Blacher described “Smooth Sailing” as an opportunity to better understand what helps children with ASD integrate into regular education classrooms. Her team homed in on reading skills, finding that children considered “high functioning” on the autism spectrum — essentially meaning those without comorbid intellectual disabilities — often entered school at the same or a higher level than their typically developing peers when it came to pre-literacy activity.
“And yet teachers didn’t recognize that,” Blacher said. “They were so focused on the behavioral difficulties of their students with autism that they often overlooked the strengths.” In fact, many of the children with ASD that Blacher studied began having comprehension difficulties as early as second grade, whereas such problems usually aren’t targeted until fourth or fifth grade. “Our findings suggest that teachers should have — and maintain — high expectations in the area of reading for these young children with ASD,” she added.
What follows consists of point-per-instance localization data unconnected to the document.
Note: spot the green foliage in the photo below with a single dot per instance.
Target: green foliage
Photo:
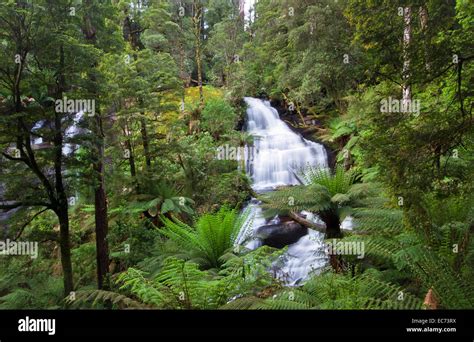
(28, 284)
(336, 291)
(218, 117)
(212, 236)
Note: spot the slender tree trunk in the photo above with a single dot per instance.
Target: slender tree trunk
(145, 142)
(101, 220)
(197, 23)
(333, 225)
(423, 11)
(406, 91)
(62, 202)
(64, 245)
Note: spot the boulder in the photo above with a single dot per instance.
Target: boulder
(282, 234)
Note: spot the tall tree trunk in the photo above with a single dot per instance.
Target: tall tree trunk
(197, 24)
(406, 91)
(100, 205)
(333, 225)
(128, 145)
(101, 221)
(145, 141)
(423, 12)
(65, 248)
(62, 203)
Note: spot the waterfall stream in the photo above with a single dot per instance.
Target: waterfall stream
(276, 153)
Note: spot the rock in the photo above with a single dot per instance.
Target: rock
(282, 234)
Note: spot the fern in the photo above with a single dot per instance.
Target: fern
(213, 235)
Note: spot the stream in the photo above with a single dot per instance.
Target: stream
(277, 152)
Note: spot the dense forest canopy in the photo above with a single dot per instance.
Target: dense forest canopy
(113, 114)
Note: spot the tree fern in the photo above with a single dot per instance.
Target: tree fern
(211, 237)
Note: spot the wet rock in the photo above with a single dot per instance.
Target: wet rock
(282, 234)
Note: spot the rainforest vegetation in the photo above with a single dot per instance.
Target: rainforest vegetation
(111, 113)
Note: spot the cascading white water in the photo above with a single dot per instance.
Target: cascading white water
(277, 149)
(277, 152)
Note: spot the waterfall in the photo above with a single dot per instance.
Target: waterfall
(277, 152)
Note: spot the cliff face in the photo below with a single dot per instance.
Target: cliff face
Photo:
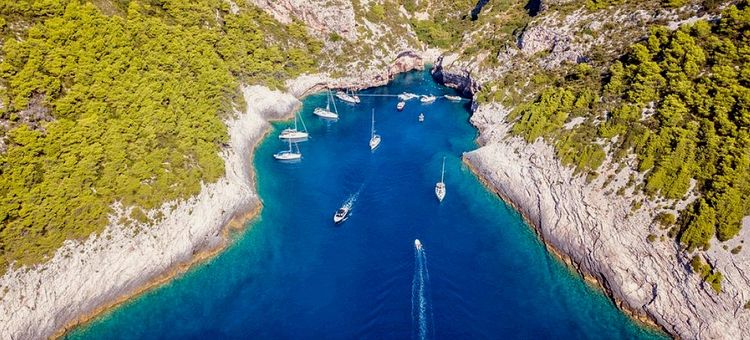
(606, 239)
(596, 230)
(95, 273)
(322, 17)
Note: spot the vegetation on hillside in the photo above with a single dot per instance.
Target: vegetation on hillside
(679, 103)
(121, 101)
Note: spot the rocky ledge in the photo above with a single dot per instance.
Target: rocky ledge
(605, 240)
(86, 277)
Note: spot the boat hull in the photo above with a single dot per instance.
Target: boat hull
(440, 191)
(374, 142)
(325, 114)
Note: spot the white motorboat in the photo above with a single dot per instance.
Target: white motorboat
(294, 133)
(342, 214)
(407, 96)
(327, 113)
(288, 155)
(374, 138)
(427, 99)
(349, 98)
(440, 186)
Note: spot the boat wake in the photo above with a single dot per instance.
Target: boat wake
(421, 308)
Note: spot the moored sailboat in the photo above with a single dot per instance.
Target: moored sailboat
(428, 99)
(294, 133)
(288, 155)
(349, 98)
(327, 113)
(440, 186)
(374, 138)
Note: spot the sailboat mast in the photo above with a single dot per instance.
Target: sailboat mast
(303, 123)
(442, 172)
(334, 102)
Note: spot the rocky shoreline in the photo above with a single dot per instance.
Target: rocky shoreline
(49, 299)
(88, 277)
(604, 240)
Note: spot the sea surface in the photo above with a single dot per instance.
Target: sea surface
(292, 274)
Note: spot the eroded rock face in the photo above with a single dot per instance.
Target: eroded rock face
(321, 16)
(87, 275)
(451, 74)
(559, 44)
(406, 61)
(606, 239)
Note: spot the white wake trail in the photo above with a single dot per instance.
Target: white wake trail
(420, 301)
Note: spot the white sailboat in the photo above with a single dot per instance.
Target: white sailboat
(427, 99)
(374, 138)
(288, 155)
(327, 113)
(349, 98)
(440, 186)
(294, 133)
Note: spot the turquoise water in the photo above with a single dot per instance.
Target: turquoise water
(481, 273)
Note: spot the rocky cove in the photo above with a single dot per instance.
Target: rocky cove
(89, 277)
(598, 233)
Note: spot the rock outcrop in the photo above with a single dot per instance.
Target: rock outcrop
(119, 262)
(323, 17)
(454, 75)
(405, 61)
(604, 238)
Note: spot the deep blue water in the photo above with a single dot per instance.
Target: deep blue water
(292, 274)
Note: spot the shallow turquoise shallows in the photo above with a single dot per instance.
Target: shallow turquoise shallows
(293, 274)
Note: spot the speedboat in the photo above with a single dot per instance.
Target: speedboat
(427, 99)
(341, 214)
(288, 155)
(407, 96)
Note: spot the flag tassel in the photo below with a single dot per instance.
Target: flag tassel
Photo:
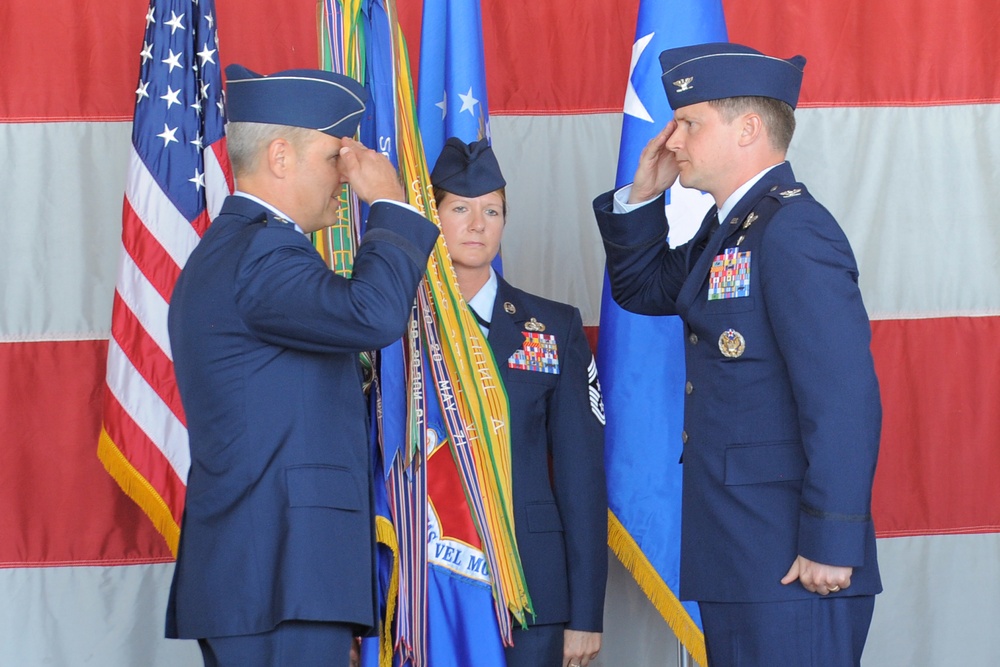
(652, 584)
(139, 490)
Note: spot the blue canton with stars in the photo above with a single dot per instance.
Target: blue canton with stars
(179, 102)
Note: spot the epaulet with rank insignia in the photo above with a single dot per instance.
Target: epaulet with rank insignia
(786, 194)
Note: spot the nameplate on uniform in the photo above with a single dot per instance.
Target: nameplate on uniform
(539, 353)
(729, 276)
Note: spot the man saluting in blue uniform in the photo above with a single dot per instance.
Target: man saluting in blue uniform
(275, 565)
(782, 413)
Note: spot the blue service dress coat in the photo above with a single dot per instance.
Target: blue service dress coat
(782, 414)
(557, 455)
(278, 521)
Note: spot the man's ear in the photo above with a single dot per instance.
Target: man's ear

The “Smooth Sailing” team also explored parents’ satisfaction with their children’s Individualized Education Programs, or IEPs. These legally mandated plans are created collaboratively and serve as roadmaps for public school students with disabilities who require special education as well as services such as individual aids or support personnel. Blacher said parents of kids with ASD are among the most likely to report dissatisfaction with the IEP process, often leading to contentious legal disputes.
“That dissatisfaction tends to be connected to teachers’ years of experience with kids with autism,” she said. “A major source of the problem is that, historically, the field of education never considered children with autism to be part of the mainstream, so we haven’t properly prepared teachers to feel comfortable having such children in their classrooms.”
Going forward, Blacher and her bi-coastal team will partner with about 60 elementary school teachers to develop and test a comprehensive intervention with three components:
• Interactive training modules that teachers can access digitally.
• A program called Time2Connect, which encourages teachers to dedicate five minutes of one-on-one time per day to each child with ASD in their classrooms. Blacher expects that regular individual interaction with their teachers will increase academic engagement and overall interest in school, decrease off-task behaviors, and strengthen social skills in kids with autism.
• Teacher-as-Interviewer, a strategy to motivate teachers to start off the teacher-parent relationship positively by first connecting with the parents of children with ASD during structured interviews. “It’s a chance for the teacher to find out more about the child,” Blacher said. “It’s also a way of setting up a dialogue that allows parents to provide input in response to teachers showing interest, rather than parents forcing that interest on teachers.”
The goal is to provide educators across the country with the resources that will lead to stronger foundations — and better long-term outcomes — for students with ASD.
“We want teachers to think of, and interact with, children with autism as kids in their classroom, regardless of the aids or other support personnel who might be there, too,” Blacher said. “To date, many teachers in regular education classes in the early grades haven’t really had the confidence or desire for hands-on opportunities with these children.”
Blacher, who directs UCR’s SEARCH Family Autism Resource Center, is the grant’s co-principal investigator along with Eisenhower, an associate professor of psychology.